Zero-Shot Classification and Retrieval Using GANs

In this blog post, I’ll share interesting highlights in my journey of exploring and implementing Zero-Shot Learning (ZSL) using Generative Adversarial Networks (GANs). I worked on this project back in 2018 for master’s thesis in the Computer Vision Lab at the University of Bern, Switzerland.

Motivation

Humans have an incredible ability to learn new concepts without needing explicit examples. Zero-Shot Learning aims to replicate this ability by solving tasks for categories that were not seen during training. The key idea is leveraging auxiliary information, such as textual descriptions or attribute vectors, to imagine unseen classes.

For example, given the description: “A lion is a muscular, deep-chested cat with a short, rounded head,” a ZSL model should be able to identify lions without seeing a single image of a lion.

Overview of Zero-Shot Learning

In ZSL, the model transfers knowledge from seen classes to unseen classes using a shared representation. In this project, I focused three scenarios in ZSL:

Standard ZSL: Classification of only unseen classes at test time.
Generalized ZSL: Classification of both seen and unseen classes.
Zero-Shot Retrieval: Retrieving images of unseen classes.

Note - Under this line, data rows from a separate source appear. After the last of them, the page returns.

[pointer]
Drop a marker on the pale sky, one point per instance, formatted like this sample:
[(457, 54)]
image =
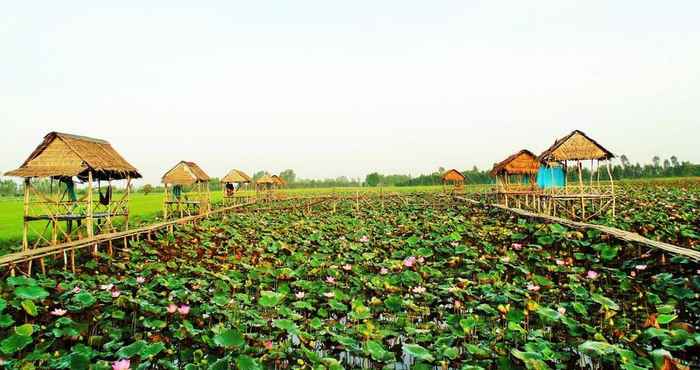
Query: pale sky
[(333, 88)]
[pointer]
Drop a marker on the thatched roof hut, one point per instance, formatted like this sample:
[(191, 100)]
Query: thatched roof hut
[(267, 179), (575, 146), (236, 176), (185, 173), (523, 162), (280, 181), (66, 155), (453, 176)]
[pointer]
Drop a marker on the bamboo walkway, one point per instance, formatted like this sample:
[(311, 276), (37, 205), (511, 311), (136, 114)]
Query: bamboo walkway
[(617, 233), (13, 261)]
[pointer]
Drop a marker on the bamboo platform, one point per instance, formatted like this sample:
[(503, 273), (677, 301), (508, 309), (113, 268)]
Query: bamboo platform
[(617, 233)]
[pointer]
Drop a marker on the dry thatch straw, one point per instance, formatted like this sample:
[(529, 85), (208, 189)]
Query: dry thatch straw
[(280, 181), (267, 179), (66, 155), (185, 173), (453, 176), (574, 147), (236, 176), (523, 162)]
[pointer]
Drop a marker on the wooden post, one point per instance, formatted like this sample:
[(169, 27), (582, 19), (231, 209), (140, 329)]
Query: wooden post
[(126, 207), (165, 201), (25, 237), (89, 220), (612, 186)]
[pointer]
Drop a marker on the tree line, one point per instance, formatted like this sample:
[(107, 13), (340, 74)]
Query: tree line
[(625, 169)]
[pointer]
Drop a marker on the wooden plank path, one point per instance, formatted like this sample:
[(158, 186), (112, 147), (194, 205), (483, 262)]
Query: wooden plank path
[(617, 233), (12, 260)]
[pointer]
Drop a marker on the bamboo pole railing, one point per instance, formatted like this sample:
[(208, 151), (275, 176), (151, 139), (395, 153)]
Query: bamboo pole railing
[(11, 260), (617, 233)]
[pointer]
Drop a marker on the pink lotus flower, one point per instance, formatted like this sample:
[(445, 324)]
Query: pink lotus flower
[(410, 261), (121, 365), (58, 312), (183, 309)]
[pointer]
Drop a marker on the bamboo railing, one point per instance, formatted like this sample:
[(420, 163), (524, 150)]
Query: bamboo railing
[(617, 233)]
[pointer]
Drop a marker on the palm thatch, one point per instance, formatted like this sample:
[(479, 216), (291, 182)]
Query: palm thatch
[(236, 176), (280, 181), (574, 147), (453, 176), (267, 179), (66, 155), (185, 173), (523, 162)]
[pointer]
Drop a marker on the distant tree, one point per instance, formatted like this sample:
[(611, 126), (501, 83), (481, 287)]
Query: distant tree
[(288, 175), (674, 161), (625, 161), (657, 164), (8, 188), (373, 179)]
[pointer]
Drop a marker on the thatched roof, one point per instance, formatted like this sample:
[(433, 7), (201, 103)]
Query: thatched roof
[(575, 146), (235, 176), (279, 180), (185, 173), (71, 155), (452, 175), (267, 179), (523, 162)]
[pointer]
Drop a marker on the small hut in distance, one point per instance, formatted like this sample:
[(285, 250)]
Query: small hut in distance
[(586, 198), (454, 179), (517, 172), (61, 158), (516, 180), (233, 182), (265, 187), (186, 191)]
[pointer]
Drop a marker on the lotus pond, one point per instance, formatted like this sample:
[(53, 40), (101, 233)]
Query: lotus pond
[(407, 286)]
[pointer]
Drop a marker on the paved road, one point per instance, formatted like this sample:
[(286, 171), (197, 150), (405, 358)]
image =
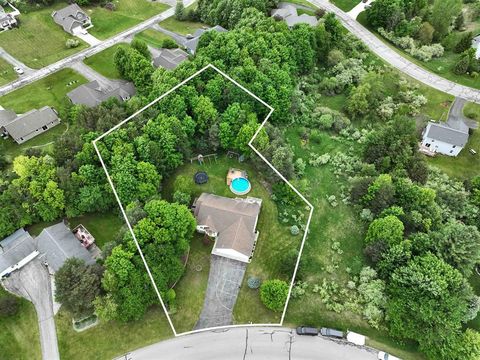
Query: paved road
[(224, 281), (41, 73), (33, 283), (14, 62), (397, 61), (249, 344)]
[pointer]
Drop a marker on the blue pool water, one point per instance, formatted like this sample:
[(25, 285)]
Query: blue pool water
[(240, 185)]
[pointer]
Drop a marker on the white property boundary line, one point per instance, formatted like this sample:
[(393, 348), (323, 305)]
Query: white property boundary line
[(255, 150)]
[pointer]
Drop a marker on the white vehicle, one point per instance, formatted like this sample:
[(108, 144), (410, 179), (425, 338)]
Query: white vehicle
[(18, 70), (355, 338), (382, 355)]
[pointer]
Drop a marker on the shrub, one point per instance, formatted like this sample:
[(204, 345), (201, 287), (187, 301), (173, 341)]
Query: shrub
[(273, 294), (72, 43), (8, 306), (254, 282)]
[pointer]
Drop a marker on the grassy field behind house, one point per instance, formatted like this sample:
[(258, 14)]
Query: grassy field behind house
[(103, 62), (128, 13), (38, 41), (6, 72), (19, 335)]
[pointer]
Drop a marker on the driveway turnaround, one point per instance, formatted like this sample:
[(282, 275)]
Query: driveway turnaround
[(123, 36), (251, 343), (224, 281), (33, 283), (397, 61)]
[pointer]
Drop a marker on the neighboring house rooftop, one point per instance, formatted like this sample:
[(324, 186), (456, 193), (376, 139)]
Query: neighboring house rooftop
[(57, 243), (71, 17), (192, 44), (170, 58), (234, 221), (92, 94), (446, 134), (27, 123)]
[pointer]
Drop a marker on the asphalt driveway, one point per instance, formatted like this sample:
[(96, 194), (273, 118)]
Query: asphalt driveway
[(33, 283), (224, 281)]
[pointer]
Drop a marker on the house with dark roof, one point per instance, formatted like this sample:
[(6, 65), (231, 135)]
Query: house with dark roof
[(92, 94), (192, 44), (288, 13), (231, 222), (26, 126), (170, 58), (72, 19), (444, 139), (8, 20)]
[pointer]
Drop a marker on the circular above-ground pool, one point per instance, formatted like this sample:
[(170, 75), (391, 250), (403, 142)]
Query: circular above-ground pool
[(240, 186)]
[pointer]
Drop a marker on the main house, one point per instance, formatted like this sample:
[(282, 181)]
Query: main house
[(192, 44), (231, 222), (444, 139), (8, 19), (289, 14), (26, 126), (92, 94), (72, 19)]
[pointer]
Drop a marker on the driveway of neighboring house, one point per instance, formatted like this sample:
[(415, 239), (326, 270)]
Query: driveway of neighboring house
[(224, 281), (89, 39), (33, 283), (14, 62)]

Generative Adversarial Networks for ZSL

Generative approaches emerged as an alternative solution to ZSL. GANs, which are popular generative models, can be used to synthesize visual features for unseen categories based on auxiliary information. The key idea is simple yet powerful: If we can generate features that resemble unseen class distributions, we can train a classifier on these features. This requires a feature extractor that can be exploited for extracting features from images both at training and test times.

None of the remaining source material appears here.